Analysis tools and selection of SNPs
To compare the genotypes from the three platforms, the output VCF files from the two NGS outputs and the Omni 2.5-8 output files formatted with PLINK  were processed to generate subsets that contained the common target SNP sites. The common target SNP sites was obtained by intersecting autosomal target manifests, Ion-TargetSeq-Exome-50 Mb-hg19.bed by Life Technologies, and the bed file of Omni 2.5-8 from the Human Omni 2.5-8 v1.1 DNA Analysis Kit by Illumina, using the BEDTools software suite .

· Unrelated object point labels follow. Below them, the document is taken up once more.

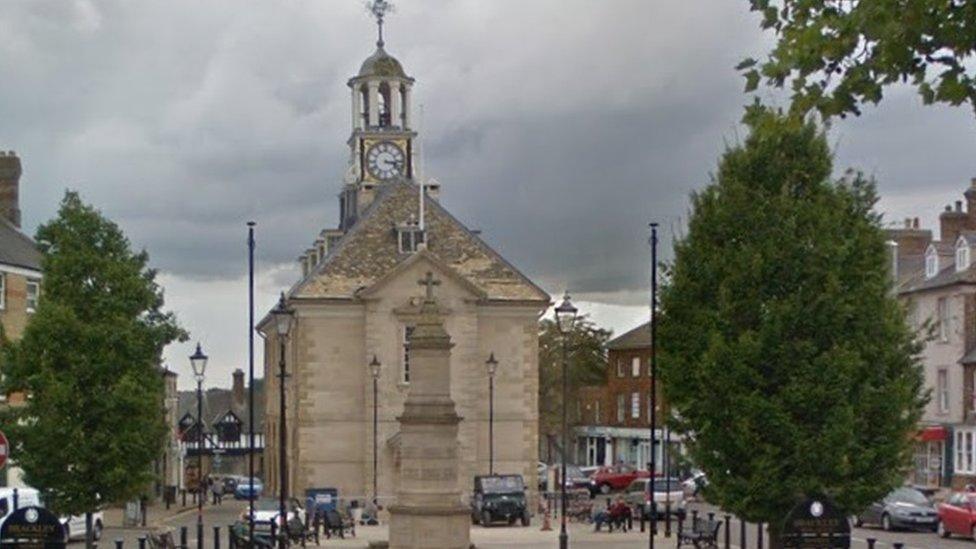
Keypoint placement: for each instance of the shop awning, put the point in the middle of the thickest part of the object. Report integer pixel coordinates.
(931, 434)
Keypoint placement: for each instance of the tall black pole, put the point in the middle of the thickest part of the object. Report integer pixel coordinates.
(282, 453)
(201, 494)
(563, 535)
(653, 414)
(491, 424)
(250, 376)
(375, 435)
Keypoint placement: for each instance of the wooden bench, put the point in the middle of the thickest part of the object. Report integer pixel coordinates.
(703, 533)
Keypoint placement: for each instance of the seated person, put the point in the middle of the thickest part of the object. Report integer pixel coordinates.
(620, 514)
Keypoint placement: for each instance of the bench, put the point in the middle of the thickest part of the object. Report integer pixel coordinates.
(703, 533)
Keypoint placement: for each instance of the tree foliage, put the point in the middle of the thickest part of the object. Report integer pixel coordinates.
(586, 360)
(837, 54)
(783, 351)
(89, 361)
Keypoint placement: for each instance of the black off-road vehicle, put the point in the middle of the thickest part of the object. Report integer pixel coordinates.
(499, 498)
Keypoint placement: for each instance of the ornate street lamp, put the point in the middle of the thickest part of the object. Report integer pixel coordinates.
(492, 365)
(283, 318)
(565, 320)
(374, 370)
(198, 361)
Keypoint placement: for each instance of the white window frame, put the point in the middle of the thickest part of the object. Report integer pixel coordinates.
(31, 301)
(942, 390)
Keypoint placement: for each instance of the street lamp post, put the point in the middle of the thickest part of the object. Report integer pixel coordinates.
(492, 366)
(565, 319)
(374, 370)
(283, 316)
(198, 361)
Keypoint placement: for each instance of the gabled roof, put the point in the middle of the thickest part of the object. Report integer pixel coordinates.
(369, 251)
(17, 249)
(638, 338)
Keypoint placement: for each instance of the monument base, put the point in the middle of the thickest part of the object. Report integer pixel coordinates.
(428, 528)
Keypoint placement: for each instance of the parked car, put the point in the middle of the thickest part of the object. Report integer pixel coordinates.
(499, 497)
(243, 488)
(74, 526)
(958, 516)
(638, 494)
(618, 477)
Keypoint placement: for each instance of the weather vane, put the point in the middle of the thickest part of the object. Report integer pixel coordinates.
(379, 9)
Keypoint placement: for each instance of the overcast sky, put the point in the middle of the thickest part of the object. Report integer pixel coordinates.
(558, 127)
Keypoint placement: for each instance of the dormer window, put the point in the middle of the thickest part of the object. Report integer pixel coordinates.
(962, 254)
(931, 262)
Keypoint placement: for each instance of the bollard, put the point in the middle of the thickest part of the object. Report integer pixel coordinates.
(728, 531)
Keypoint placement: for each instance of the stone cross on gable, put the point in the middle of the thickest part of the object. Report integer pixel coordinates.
(429, 282)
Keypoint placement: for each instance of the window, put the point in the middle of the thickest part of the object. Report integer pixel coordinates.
(943, 391)
(405, 362)
(943, 313)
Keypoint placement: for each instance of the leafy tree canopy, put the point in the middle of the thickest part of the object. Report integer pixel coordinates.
(783, 352)
(89, 361)
(837, 54)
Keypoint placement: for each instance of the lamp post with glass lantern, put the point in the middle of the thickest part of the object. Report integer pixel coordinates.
(283, 316)
(565, 319)
(374, 370)
(198, 361)
(492, 365)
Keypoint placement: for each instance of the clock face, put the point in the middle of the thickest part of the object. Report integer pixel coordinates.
(385, 161)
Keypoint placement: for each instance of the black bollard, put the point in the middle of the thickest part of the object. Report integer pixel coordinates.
(728, 531)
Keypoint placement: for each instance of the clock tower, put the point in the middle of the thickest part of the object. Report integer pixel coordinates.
(382, 141)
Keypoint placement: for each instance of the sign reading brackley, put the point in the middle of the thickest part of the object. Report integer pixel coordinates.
(816, 524)
(32, 528)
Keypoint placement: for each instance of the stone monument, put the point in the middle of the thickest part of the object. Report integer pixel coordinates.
(428, 510)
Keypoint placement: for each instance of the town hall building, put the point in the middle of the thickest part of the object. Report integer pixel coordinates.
(358, 298)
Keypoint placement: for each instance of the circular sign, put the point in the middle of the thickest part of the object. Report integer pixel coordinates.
(4, 450)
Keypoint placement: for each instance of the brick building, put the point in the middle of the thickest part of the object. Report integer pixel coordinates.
(614, 417)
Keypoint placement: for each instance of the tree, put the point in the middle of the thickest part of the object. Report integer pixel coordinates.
(586, 360)
(783, 351)
(89, 361)
(838, 54)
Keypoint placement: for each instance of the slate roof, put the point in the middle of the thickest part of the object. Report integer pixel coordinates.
(638, 338)
(17, 249)
(369, 251)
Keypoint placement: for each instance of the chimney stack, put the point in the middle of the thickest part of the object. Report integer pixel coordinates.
(238, 388)
(10, 171)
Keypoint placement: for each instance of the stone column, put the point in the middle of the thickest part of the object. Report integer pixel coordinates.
(373, 102)
(428, 510)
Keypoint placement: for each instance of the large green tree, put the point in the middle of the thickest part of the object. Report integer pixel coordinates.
(837, 54)
(89, 361)
(783, 350)
(586, 365)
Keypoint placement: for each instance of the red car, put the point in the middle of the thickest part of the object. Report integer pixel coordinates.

SNPs outside of the common target SNP sites were filtered out leaving 83,237 sites as the common targets. From these loci, six probes for detection of copy number variations were removed. We also found 2,626 overlapping probes in the Omni 2.5-8 array and integrated the SNP calls using these corresponding probes. In total, we analyzed 79,143 SNPs.
Genotyping data on each platform were obtained from the VCF files and PLINK/PED files using a set of in-house scripts; then, the genotype concordance and accuracy were calculated.
Differences in the NGS read depth between discordant and concordant SNP calls with the Omni 2.5-8 calls were examined using the Mann–Whitney U test with SAMtools , in-house scripts, and the R statistical environment . Logistic regression analyses for the discordant and concordant calls between the NGSs and Omni 2.5-8 with three NGS quality control (QC) parameters (read depth, GC content, and homopolymer length) were performed in the R statistical environment. Logistic regression analysis of the SNPs with read depths in the range of ± 1 SD from the average was performed.
The SNP calls at each position covered by Omni 2.5-8 are attached as Additional file 3 (for HiSeq 2500), Additional file 4 (for Proton), and Additional file 5 (for Omni 2.5-8). Genomic DNAs used in this study will be distributed through Tohoku Medical Megabank Organization upon request.